Behold, the Holga 120 WPC and all it’s plastic glory. I swear my pair of blu-blocker sunglasses weigh more than this camera. Unfortunately, the weight savings are offset by the need carry a tripod in tandem. At a constant f135, you’ll need to lock this thing down even on sunny days. The shutter button is on the front of the camera and it does accept a screw-in remote release cable. Be careful though because the shutter button basically just slides a piece of plastic out of the way, exposing the pinhole. If you don’t push the plunger enough to move that bit all the way, parts of the frame will not be exposed or there will be a thick vignette on one side.


As the small aperture drives longer exposure times, you will need to account for reciprocity failure of whatever film stock is loaded. Basically, reciprocity failure means that as you go into the ‘whole seconds’ range for shutter-speed, you must add incremental time to the metered shutter-speed value in order to expose properly expose the film because SCIENCE!! There are many discussions on this out on the net and many film manufacturers provide charts/guides as to how to factor this in to the exposure time. Chances are there’s a resource out there that can help you calculate the appropriate time for whatever stock you want to shoot.

Word on the street is that Holgas are prone to light leaks due to the plastic bodies and build quality. To get around this ‘feature’, some people tape the bodies. With this thing, I stuck a layer of yarn in the channels on the back and put some opaque tape over the red film advance window. After a shot, just peel the tape back, advance, and lay it back down.

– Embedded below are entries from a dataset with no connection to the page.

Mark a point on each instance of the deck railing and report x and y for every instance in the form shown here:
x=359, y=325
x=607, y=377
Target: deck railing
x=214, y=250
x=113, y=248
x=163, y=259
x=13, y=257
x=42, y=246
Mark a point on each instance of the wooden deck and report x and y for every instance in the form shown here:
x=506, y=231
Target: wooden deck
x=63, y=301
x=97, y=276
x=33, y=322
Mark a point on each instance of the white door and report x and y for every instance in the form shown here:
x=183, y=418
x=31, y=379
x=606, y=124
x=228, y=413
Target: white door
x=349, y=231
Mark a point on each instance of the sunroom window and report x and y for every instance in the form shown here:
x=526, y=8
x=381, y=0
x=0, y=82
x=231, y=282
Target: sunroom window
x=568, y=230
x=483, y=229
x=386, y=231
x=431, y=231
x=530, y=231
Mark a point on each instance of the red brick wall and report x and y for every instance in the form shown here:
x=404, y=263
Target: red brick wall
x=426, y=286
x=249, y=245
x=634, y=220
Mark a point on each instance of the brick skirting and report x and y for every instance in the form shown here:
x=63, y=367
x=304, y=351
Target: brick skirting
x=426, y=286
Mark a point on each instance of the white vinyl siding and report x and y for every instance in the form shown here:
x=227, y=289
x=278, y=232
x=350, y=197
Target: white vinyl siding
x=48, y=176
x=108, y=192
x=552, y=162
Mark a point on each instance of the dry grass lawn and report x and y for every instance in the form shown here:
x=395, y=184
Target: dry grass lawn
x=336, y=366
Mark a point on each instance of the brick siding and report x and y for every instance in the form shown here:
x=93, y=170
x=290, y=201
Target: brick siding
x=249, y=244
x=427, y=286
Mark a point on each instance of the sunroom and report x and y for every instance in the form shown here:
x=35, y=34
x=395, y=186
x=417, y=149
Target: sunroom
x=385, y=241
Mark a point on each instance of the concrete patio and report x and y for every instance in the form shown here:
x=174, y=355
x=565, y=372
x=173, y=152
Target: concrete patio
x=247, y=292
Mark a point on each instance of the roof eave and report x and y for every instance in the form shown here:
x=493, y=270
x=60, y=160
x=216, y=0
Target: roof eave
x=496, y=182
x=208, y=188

So far, there haven’t been any leaks in the rolls that have been run through it. I’m sure at some point the latches that hold the camera back on will break and I’ll end up rubber banding and taping the whole thing though.


The 120 WPC comes with 2 masks. One is 6×12 and one is 6×9. The picture above shows the 6×12 mask. In this format, a roll of 120 film will net 6 shots. At 6×9, a roll of 120 will net 8 shots. Obviously, you cannot switch between them mid-roll. There is a bubble-level on the top and 3 guide lines to aid in framing. They each have pegs at the end and show the field of view that will appear on the film. That’s it. You can line up the left and right edges of the scene, but the top and bottom will always be an educated guess.


Shooting with this thing takes a lot of time, but that’s the point. It’s pretty liberating to shoot with an extremely basic camera. Maybe, someday you will take like I take.

Thanks for reading!

Sample gallery:


2 thoughts on “I am doll parts

  1. Guyon says:

    Good read – I didn’t really know anything about these. The pictures you got are about the same detail I was able to get with a handheld Holga 135. It was fun to shoot with, but the results were far from sharp!


    1. majicaryo says:

      Yeah, but that’s kind of like spraying yourself with a hose and being surprised you got wet. Holgas are not sharp, but have ‘character’. Pinholes are not sharp, but have ‘character’. When shrunk down, the massive 6×12 negs will mask some of that, but the shots still inherently contain the characteristics of a holga and a pinhole.